One of the greatest cricketers to play for Australia and New South Wales, Alan Davidson AM MBE, celebrates his 90th birthday on Friday.
During a First Class career that spanned 193 matches, including 44 Tests and 72 for New South Wales, the prolific left-arm fast bowler took a remarkable 672 wickets at an average of 20.9.
Between 1949 and 1963, Davidson claimed 186 Test wickets at 20.53 and 273 scalps for NSW at a fraction over 21.
At Sheffield Shield level, he claimed 246 wickets at almost the same average. Davidson is No. 11 on the list of all-time leading wicket takers for NSW in First Class cricket.
However, the man affectionately known as ‘Davo’ was an allrounder in every sense of the word. He is one of only seven players to achieve the double of 2,000 First Class runs and 200 wickets for NSW.
His total First Class tally was 6,804 runs at 32.86.
From Lisarow on the NSW Central Coast, Davidson attained what is referred to as the perfect combination, averaging better than 30 with the bat and a fraction more than 20 with ball in hand at the First Class level.
He was named Wisden's Cricketer of the Year in 1962.
Davidson was the NSW Cricket Association President for 30 years and when that position was terminated in 2003 due to incorporation, he became and remains, a Patron of Cricket NSW.

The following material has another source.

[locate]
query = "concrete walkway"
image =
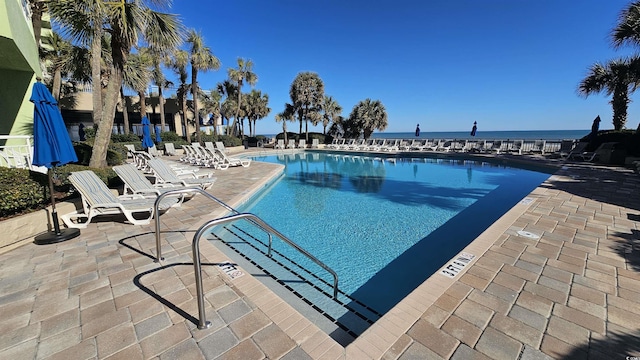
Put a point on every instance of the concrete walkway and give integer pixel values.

He was inducted into the Australian Cricket Hall of Fame in 2004 and ICC Cricket Hall of Fame during 2011.
In 1964, Davidson was made a Member of the Order of the British Empire (MBE), and during 1987, Member of the Order of Australia (AM). Both were received in recognition of his immense contribution to cricket.
Davidson was also pivotal to three of the 11 First Grade premierships won by Western Suburbs District Cricket Club and one for Northern District in 1948/49.

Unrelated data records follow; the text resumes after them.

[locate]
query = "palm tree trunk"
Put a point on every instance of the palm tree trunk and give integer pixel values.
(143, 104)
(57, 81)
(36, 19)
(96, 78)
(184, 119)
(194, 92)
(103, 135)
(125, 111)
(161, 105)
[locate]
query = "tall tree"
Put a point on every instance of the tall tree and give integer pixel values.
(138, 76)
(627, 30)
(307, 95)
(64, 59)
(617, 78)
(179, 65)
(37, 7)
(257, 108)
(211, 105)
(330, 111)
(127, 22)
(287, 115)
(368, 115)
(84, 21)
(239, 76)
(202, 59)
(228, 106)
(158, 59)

He claimed five wickets in two of the three finals that secured those premierships for Wests, including 8-35 against St George in 1963/64.

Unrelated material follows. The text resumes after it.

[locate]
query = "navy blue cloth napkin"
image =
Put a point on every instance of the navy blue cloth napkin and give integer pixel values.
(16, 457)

His best ever First Grade figures of 8-14 came in 1961/62. That season he took 32 wickets at the incredible average of 5.25.
In total, he collected five wickets in an innings 28 times across his 120 First Grade matches for Northern District and Western Suburbs. Davidson returned 348 wickets at 13.69.
Davidson moved to Western Suburbs for the 1952/53 season. He captained Wests in 1963/64 and 1964/65 winning the premiership during his first season in charge.
During that campaign he amassed 542 runs at 41.69 and claimed 38 wickets at 11.6.
Perhaps the greatest moment of his career came in the famous Tied Test against the West Indies at the Gabba, in 1960/61.
Davidson was the first player to score 100 runs and take 10 wickets in the one Test. The feat has been repeated only three times since.
He returned 10 wickets for only the second time in his Test and First Class career claiming 5-135 in the first innings and 6-87 in the second.
After he made 44 in the first, Davidson rescued Australia during their run chase. He made 80 in 194 minutes and shared a pivotal 134-run partnership for the seventh wicket with another Australian great, leg-spinning allrounder the late Richie Benaud (52).
The pair moved the score from 6/92 to 7/226 with Australia needing 233 to win. The hosts then lost 4/6 to tie a Test match for the first time in history.